I played Quacksalber three times on a review copy from Schmidt Spiele just prior to BGG.Spring, then played four more times at that show while teaching it at least ten times. Ideally I've honed my explanation to such a degree that the video overview below covers everything that you'd want to know — in fact, it will likely cover far more than you need to know as I throw in all sorts of asides about the nature of gameplay and how this title relates to others from Warsch.
The short take on the former topic: Quacksalber is a press-your-luck game in which you brew potions, pulling ingredients from your personal bag and adding them to your pot. In general, the more you add, the more points you earn and the more money you have to buy additional ingredients, which (could) lead to more points and money in future rounds. Pull too many of the wrong ingredients, and your pot overflows, which means you lose out of some of what happens later in the round.
As you might imagine from the description, your success in the game depends not only on what you buy but whether you draw from the bag what you bought. On top of that, did you draw the right things in the right order? Did the event card further give you a boost for the round? And what happened in the pots of your fellow players? The game is luck upon luck upon luck upon giggly snorting and table-slapping.
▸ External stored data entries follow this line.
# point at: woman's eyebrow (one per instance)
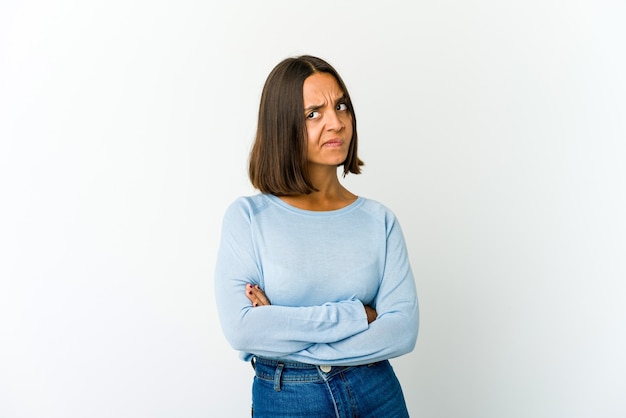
(311, 108)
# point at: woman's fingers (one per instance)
(256, 295)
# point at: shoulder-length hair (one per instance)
(278, 160)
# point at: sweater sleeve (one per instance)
(272, 331)
(395, 330)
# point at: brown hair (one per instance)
(278, 160)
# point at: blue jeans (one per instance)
(292, 389)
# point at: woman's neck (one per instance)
(330, 195)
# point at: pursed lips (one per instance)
(333, 143)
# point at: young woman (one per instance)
(313, 283)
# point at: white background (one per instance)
(494, 129)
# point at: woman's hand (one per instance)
(256, 295)
(371, 314)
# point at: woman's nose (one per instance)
(334, 121)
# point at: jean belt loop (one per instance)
(277, 376)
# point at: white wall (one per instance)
(495, 130)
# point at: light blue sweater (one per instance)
(318, 269)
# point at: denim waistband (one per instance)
(280, 371)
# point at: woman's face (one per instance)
(328, 120)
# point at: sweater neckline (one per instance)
(278, 201)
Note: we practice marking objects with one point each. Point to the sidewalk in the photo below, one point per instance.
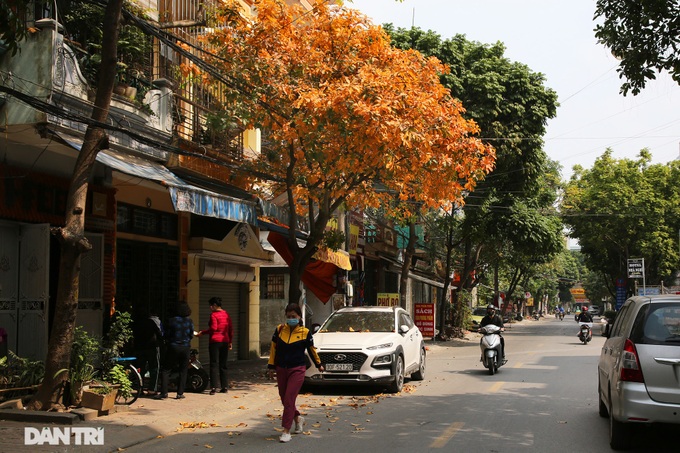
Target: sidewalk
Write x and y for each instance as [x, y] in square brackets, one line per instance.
[250, 395]
[252, 403]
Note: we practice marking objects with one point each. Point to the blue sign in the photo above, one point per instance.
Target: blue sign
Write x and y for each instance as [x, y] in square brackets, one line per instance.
[649, 291]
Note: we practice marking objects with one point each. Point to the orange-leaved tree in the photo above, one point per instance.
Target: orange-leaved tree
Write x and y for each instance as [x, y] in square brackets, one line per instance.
[341, 110]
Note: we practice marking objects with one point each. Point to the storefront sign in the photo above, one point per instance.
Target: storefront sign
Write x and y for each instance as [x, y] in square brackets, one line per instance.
[388, 299]
[424, 319]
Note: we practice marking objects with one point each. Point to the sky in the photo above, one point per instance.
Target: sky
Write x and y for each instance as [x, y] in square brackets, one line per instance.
[556, 38]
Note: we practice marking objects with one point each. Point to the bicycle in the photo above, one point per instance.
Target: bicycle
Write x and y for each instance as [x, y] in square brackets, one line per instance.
[136, 382]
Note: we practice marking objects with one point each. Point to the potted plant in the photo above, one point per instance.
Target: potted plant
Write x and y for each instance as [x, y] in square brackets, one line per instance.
[100, 396]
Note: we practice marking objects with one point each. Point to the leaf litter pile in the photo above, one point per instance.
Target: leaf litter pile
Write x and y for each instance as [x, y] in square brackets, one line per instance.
[335, 409]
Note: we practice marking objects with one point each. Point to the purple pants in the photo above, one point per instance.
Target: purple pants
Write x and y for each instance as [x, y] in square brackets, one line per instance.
[290, 382]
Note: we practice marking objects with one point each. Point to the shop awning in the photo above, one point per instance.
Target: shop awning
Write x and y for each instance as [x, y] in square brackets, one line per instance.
[185, 197]
[395, 266]
[319, 276]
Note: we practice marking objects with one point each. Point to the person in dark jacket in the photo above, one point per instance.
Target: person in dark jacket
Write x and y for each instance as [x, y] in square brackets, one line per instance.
[221, 332]
[287, 357]
[584, 316]
[178, 334]
[148, 332]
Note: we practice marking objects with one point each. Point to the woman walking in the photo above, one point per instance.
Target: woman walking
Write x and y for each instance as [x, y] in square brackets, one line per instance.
[221, 332]
[287, 357]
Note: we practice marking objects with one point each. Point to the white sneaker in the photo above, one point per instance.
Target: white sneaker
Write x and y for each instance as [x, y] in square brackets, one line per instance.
[285, 437]
[299, 425]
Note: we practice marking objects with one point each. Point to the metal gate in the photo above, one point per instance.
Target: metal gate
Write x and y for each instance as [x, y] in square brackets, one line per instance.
[230, 294]
[91, 287]
[24, 287]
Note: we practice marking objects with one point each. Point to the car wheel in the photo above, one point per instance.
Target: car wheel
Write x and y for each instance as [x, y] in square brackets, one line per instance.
[420, 374]
[197, 380]
[619, 434]
[398, 383]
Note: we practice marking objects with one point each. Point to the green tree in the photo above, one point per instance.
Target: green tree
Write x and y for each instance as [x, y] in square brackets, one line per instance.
[504, 222]
[511, 105]
[644, 35]
[621, 209]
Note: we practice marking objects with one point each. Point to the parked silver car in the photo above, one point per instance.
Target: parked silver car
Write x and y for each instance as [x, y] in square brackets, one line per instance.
[639, 367]
[370, 346]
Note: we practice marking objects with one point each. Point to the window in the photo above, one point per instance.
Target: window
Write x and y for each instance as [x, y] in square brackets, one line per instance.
[275, 287]
[147, 222]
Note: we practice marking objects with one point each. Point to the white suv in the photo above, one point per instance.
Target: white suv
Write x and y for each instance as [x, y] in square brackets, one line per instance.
[639, 367]
[368, 345]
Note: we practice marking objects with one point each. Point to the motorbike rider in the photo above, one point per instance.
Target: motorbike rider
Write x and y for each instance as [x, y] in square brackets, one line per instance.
[495, 319]
[585, 316]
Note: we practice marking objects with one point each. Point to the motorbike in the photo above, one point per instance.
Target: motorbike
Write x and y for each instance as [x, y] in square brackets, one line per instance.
[492, 353]
[585, 333]
[197, 378]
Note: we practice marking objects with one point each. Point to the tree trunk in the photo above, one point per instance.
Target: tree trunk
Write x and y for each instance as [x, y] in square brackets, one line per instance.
[72, 235]
[409, 252]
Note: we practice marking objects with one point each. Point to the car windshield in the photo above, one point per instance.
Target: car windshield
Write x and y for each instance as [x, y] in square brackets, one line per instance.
[365, 321]
[661, 325]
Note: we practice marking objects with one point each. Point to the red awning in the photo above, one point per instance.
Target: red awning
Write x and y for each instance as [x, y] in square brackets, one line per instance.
[318, 276]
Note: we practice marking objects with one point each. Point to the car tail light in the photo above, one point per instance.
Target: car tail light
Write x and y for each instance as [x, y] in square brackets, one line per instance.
[630, 365]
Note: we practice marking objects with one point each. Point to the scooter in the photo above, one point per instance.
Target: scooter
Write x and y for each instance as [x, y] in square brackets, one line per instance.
[585, 333]
[492, 350]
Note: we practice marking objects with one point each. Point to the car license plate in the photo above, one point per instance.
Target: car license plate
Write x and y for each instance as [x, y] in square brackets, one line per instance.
[339, 367]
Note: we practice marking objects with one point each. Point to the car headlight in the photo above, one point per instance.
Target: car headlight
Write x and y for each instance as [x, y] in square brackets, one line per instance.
[382, 360]
[380, 346]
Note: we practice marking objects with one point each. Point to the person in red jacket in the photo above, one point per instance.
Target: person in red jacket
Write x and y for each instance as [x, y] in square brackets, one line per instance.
[221, 332]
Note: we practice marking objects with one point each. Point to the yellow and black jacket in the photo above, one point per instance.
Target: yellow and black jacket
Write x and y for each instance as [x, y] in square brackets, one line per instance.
[288, 347]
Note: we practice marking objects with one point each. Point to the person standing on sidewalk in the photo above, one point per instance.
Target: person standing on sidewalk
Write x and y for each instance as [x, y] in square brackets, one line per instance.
[221, 332]
[148, 335]
[178, 334]
[287, 357]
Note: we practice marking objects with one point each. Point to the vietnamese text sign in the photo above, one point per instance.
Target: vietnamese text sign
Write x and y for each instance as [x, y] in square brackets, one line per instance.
[424, 318]
[388, 299]
[636, 268]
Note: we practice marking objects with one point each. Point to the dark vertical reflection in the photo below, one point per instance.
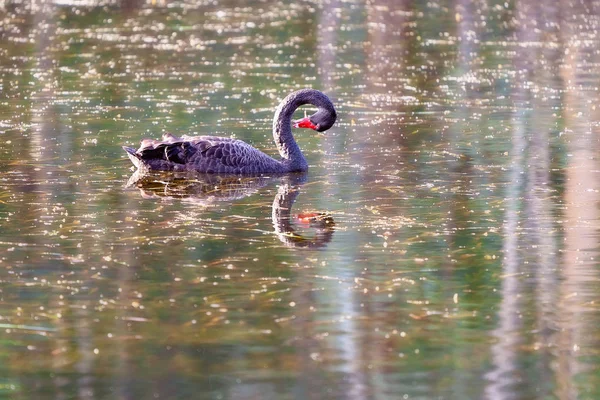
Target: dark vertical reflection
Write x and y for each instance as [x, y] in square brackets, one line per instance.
[529, 214]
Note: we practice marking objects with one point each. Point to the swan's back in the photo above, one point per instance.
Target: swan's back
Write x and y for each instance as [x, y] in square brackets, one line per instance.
[208, 154]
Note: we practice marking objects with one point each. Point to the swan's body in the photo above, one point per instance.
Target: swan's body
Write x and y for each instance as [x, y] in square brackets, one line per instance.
[211, 154]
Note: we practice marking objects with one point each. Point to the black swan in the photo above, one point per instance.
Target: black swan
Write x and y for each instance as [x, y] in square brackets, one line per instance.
[210, 154]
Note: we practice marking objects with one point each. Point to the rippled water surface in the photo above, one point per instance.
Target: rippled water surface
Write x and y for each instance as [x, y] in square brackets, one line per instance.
[443, 244]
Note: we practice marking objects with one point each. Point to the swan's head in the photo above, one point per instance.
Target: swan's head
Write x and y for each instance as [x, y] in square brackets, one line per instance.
[319, 121]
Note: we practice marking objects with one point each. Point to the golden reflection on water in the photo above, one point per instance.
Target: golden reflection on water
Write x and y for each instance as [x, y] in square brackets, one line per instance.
[453, 237]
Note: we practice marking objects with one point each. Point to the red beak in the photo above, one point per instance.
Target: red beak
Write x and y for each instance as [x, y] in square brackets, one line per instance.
[304, 123]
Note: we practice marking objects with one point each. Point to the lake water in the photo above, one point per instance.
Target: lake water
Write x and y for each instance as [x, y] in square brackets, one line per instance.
[454, 252]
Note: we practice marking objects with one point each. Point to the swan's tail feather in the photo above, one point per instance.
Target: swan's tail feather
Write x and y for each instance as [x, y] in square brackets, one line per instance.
[135, 158]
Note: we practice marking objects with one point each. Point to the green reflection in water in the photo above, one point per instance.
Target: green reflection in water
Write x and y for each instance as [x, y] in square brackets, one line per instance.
[460, 180]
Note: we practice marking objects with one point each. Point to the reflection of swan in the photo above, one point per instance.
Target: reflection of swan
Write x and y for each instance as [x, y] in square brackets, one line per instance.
[281, 215]
[207, 189]
[203, 189]
[210, 154]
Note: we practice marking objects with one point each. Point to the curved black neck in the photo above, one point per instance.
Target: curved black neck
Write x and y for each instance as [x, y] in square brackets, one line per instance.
[282, 126]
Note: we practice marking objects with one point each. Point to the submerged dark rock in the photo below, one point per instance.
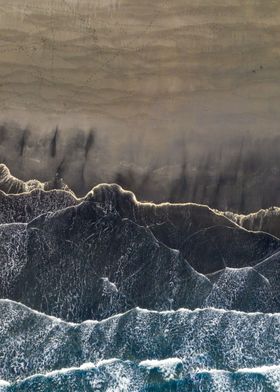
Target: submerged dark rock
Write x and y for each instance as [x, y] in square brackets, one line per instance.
[81, 263]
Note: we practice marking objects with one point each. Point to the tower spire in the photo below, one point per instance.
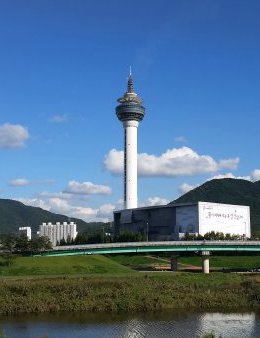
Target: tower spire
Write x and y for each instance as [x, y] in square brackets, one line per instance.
[130, 111]
[130, 84]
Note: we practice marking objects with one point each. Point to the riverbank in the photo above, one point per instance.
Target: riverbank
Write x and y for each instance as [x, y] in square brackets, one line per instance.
[130, 292]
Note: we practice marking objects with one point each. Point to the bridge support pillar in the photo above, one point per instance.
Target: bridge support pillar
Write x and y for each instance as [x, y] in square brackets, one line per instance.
[174, 263]
[205, 261]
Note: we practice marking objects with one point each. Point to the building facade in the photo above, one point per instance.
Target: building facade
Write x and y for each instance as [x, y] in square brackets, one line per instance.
[57, 232]
[27, 231]
[172, 221]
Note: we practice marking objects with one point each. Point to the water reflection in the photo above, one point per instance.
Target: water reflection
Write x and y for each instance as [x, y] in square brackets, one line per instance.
[152, 325]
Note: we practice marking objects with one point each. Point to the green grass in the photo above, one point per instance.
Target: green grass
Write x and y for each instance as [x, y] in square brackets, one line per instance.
[248, 262]
[131, 292]
[67, 265]
[138, 261]
[142, 261]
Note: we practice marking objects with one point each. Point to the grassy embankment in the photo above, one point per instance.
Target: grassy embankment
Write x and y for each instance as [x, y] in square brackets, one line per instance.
[98, 283]
[216, 262]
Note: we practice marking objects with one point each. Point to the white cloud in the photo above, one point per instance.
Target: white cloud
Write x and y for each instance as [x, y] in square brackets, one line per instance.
[231, 163]
[174, 162]
[229, 175]
[185, 187]
[104, 213]
[59, 118]
[86, 188]
[13, 135]
[255, 175]
[152, 201]
[19, 182]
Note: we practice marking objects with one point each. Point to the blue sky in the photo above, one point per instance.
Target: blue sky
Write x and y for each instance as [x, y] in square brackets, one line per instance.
[64, 63]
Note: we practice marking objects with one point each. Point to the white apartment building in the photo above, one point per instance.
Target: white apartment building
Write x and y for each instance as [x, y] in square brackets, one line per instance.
[57, 232]
[26, 231]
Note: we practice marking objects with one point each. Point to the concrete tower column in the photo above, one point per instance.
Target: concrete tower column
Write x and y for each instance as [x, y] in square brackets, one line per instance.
[205, 261]
[130, 111]
[130, 164]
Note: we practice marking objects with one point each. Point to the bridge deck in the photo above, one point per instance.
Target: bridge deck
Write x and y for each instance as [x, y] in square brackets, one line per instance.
[145, 247]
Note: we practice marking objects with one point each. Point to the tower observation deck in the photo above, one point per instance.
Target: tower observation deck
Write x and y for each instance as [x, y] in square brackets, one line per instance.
[130, 111]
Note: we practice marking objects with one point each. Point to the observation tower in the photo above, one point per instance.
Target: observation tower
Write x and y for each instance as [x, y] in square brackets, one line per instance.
[130, 111]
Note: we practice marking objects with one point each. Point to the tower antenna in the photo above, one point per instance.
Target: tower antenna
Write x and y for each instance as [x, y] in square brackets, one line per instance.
[130, 112]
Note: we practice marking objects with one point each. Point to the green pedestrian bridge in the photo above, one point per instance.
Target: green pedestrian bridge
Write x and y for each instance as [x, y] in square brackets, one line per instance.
[205, 248]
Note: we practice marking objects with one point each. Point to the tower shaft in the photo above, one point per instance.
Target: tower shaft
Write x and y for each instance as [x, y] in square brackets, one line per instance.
[130, 111]
[130, 164]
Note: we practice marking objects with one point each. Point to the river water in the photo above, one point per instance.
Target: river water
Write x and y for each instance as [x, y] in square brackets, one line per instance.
[152, 325]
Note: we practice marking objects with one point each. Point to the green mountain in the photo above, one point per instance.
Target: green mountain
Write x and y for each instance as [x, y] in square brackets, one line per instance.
[14, 214]
[228, 191]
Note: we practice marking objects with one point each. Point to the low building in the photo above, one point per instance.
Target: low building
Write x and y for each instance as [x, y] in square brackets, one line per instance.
[172, 221]
[57, 232]
[27, 231]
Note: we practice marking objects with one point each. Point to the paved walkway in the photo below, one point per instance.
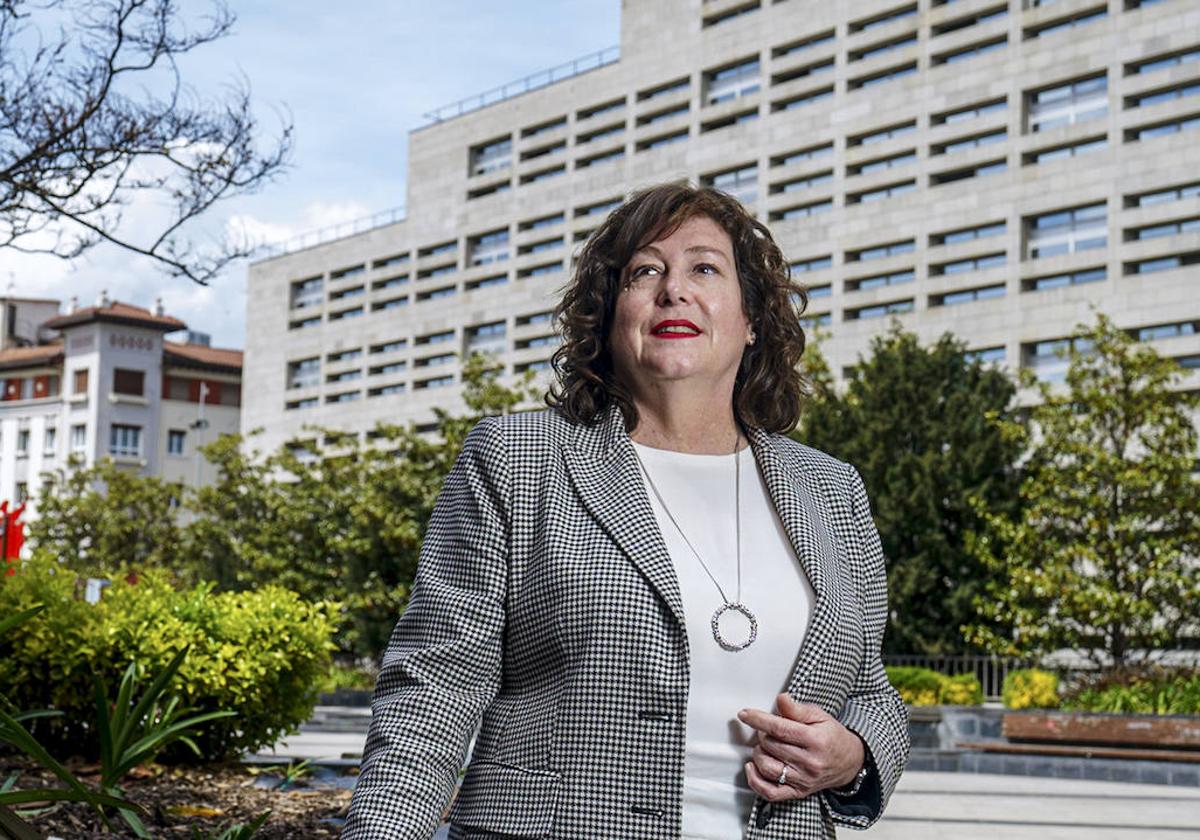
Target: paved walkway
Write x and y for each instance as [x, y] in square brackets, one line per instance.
[960, 805]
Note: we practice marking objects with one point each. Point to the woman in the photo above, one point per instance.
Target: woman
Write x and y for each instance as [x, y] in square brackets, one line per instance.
[666, 615]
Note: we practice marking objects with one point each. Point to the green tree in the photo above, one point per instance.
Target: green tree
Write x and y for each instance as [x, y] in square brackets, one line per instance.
[102, 521]
[917, 425]
[340, 519]
[1103, 557]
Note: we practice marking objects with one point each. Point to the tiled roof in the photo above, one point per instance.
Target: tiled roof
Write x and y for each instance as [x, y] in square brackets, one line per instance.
[199, 355]
[117, 313]
[30, 357]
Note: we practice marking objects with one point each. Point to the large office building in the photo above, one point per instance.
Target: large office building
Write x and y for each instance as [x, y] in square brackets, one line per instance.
[994, 168]
[103, 382]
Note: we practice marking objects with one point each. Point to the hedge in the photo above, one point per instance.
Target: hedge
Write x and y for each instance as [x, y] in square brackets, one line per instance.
[262, 654]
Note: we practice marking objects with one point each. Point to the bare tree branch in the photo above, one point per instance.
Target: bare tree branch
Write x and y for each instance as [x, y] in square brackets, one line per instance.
[83, 135]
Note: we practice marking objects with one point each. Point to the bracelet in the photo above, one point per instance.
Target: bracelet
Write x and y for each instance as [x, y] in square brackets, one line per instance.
[856, 784]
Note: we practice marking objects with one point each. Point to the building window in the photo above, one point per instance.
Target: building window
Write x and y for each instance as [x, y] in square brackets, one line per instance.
[967, 295]
[490, 247]
[741, 183]
[880, 311]
[129, 382]
[387, 370]
[1163, 129]
[1067, 231]
[881, 280]
[789, 159]
[125, 441]
[1164, 61]
[969, 234]
[1057, 281]
[970, 112]
[1068, 150]
[1068, 103]
[1164, 95]
[732, 82]
[491, 156]
[1165, 229]
[78, 437]
[803, 210]
[875, 195]
[486, 336]
[972, 142]
[883, 19]
[814, 264]
[803, 43]
[881, 251]
[1071, 22]
[883, 76]
[987, 355]
[1164, 196]
[964, 173]
[306, 293]
[880, 135]
[391, 346]
[304, 372]
[1187, 328]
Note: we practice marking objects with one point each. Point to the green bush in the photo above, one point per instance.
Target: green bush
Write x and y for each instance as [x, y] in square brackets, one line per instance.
[262, 654]
[1031, 689]
[925, 687]
[1147, 690]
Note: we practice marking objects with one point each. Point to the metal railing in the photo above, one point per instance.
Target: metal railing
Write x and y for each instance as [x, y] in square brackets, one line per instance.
[990, 671]
[330, 232]
[533, 82]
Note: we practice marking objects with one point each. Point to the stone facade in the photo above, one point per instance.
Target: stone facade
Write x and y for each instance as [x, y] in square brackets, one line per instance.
[996, 169]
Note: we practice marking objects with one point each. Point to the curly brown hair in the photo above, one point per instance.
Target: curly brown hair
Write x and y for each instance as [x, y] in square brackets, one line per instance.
[768, 389]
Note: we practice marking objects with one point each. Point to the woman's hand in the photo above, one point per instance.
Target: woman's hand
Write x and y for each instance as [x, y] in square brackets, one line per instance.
[816, 750]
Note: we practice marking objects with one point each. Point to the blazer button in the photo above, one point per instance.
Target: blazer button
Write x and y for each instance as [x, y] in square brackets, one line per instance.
[646, 810]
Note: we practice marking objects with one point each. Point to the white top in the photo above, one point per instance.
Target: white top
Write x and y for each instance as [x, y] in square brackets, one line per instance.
[699, 491]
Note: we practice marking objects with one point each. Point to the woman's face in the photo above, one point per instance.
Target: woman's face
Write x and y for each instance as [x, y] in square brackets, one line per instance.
[679, 313]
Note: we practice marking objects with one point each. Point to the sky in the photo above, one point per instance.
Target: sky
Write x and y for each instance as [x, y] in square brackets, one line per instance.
[353, 78]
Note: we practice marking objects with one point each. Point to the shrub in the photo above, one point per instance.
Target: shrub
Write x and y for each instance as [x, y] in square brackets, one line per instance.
[925, 687]
[262, 654]
[1145, 690]
[1031, 689]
The short take on that latter topic: Ganz, Quacksalber, and The Mind all have a wide-ranging "playing space", by which I mean that the variability in how games play out seems larger than average. I've seen games of The Mind end on level 3 multiple times, and I've experienced around a dozen victories. Players in Ganz sometimes bomb out due to unlikely dice rolls and sometimes their score pinballs far over 200. A round in Quacksalber can end after four ingredient pulls in the worse case scenario — and I've seen it! — or a round can end with someone filling their pot to the brim, and I've seen that as well.
Aside from this wide range of game experiences, these three designs generate magic moments during gameplay when everything works out unexpectedly — and when the odds don't go your way, you marvel at what could have been. Maybe next time! Oh, next time starts in a few minutes? Well, let's give it another go!
(One rules correction for those who are playing this game: The official English rules for Quacksalber on BGG from Schmidt Spiele neglect to mention that each player starts the game owning one ruby.)